Stepping back, mortgages for young medical professionals represent a growing niche in the market. Offering a medical mortgage loan reinforces the breadth and diversity of a lender’s overall capabilities and better positions them as a solution for potential customers with a wide variety of needs. Banks offering medical professional mortgages are also a desirable destination for mortgage professionals, especially considering that doctors’ high potential earnings will eventually allow them to pursue more expensive homes. At TD Bank, for example, we’ve leveraged our successful medical professional mortgage business over the past two years to hire great MLO talent. And attracting top talent committed to this specialized market allows us to broaden and diversify our customer base for this niche offering.
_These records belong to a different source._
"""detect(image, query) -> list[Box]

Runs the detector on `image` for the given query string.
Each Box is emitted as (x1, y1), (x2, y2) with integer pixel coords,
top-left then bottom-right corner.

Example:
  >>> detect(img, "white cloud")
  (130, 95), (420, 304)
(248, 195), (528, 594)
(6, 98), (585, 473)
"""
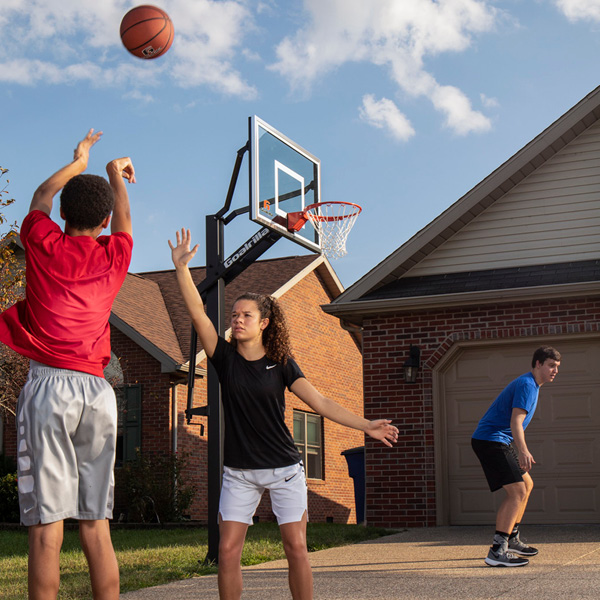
(554, 0), (600, 21)
(0, 0), (256, 98)
(359, 94), (415, 141)
(271, 0), (496, 135)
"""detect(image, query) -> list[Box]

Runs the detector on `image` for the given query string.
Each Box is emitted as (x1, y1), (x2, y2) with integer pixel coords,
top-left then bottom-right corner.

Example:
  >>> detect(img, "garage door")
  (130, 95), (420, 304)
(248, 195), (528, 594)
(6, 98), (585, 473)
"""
(440, 338), (600, 525)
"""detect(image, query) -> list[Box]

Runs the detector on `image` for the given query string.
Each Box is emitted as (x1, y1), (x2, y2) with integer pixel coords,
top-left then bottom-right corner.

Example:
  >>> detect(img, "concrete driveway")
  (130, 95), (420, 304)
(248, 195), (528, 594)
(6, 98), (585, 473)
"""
(121, 524), (600, 600)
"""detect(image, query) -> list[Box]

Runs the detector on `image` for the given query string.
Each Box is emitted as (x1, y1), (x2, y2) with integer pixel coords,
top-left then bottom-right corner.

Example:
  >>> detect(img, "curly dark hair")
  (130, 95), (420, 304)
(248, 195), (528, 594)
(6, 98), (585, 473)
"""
(60, 175), (115, 231)
(229, 292), (293, 365)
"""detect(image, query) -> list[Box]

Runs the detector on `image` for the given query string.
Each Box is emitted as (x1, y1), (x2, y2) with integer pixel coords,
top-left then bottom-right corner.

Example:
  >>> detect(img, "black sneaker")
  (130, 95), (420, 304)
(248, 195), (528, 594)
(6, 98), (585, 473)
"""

Difficult homebuying conditions for young doctors

In this housing market, young medical school grads will need lenders’ help. On Aug. 6, President Joe Biden extended for a final time the pause on student loan repayments to the end of January 2022. Ending the freeze will hit most medical graduates hard and complicate their homeownership ambitions.

Of the almost 20,000 US medical school graduates in 2019, 73% carried debt, according to the Association of American Medical Colleges’ most recent data. The median debt for indebted graduates then amounted to $200,000.

The White House delivered the news at a time when the median price for an existing home rose to $359,900, an almost prohibitive level for many first-time homebuyers with substantial debt. High demand at the upper end of the market and limited supply in the lower tiers continue to buoy prices, according to the most recent National Association of Realtors numbers.

Supporting this demand, mortgage rates continue to linger near all-time lows. The average monthly rate for a conventional 30-year fixed-rate mortgage dipped to 2.87% in July from 2.98% in June and 3.02% one year earlier, according to Freddie Mac data. As long as borrowing costs hover above historic lows, homebuying demand will likely remain elevated.